Speaking during a Parliamentary debate on stigma around eating disorders and supporting people with the conditions, Islwyn MP Chris Evans revealed his own battle with body image.

Body dysmorphia is when someone spends an inordinate amount of time focusing on a perceived flaw - often unnoticeable to other people - with a specific aspect of their body or appearance.

"When I was a teenager, my big role models were Arnold Schwarzenegger and Sylvester Stallone," he said.

"Every time their films came out, I wanted to look like them. It got to the point where I worked out twice a day. I lifted weights constantly and followed a diet.

"I suffered from all the causes of body dysmorphia. I never looked good enough."

Saying the 'trigger' behind his condition was his parent's divorce coupled with exam stress, Mr Evans said he was only able to overcome it when he injured his arms and was no longer able to lift weights.

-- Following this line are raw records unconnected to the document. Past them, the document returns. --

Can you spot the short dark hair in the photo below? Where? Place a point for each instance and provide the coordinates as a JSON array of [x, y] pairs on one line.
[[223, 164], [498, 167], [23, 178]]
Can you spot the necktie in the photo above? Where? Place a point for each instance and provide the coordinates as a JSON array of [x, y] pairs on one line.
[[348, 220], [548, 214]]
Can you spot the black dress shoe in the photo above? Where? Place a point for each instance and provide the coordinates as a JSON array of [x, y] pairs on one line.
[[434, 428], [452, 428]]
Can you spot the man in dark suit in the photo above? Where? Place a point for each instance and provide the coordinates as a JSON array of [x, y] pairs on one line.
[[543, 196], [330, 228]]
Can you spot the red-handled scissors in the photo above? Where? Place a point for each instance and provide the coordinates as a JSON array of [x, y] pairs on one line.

The Labour MP also singled out men's health and lifestyle magazines for promoting unhealthy body images and putting people under "immense pressure", as well as actor Mark Wahlberg, who recently hit the press for setting out his training regime, which involves getting up at 2.30am at exercising for more than an hour and a half before 6am.

"Nobody in the media condemned him," he said. "Everyone complimented him on his discipline. That is madness.

"What message are we sending to young people - that it is good to look like someone from Love Island?

"When I am on the beach in Porthcawl, no one looks like they are on Love Island."

He also urged young people struggling with body image or eating disorders to seek help, saying: "Talk to someone. Seek out the help you need.

"It does not have to be from a professional - it just has to be from someone you trust.

"If you come forward, you will find that people do not judge you but try to help you if they can.”

For support with eating disorders or body image speak to your GP.

Confidential support is also available from the charity Beat via 0808 801 0677.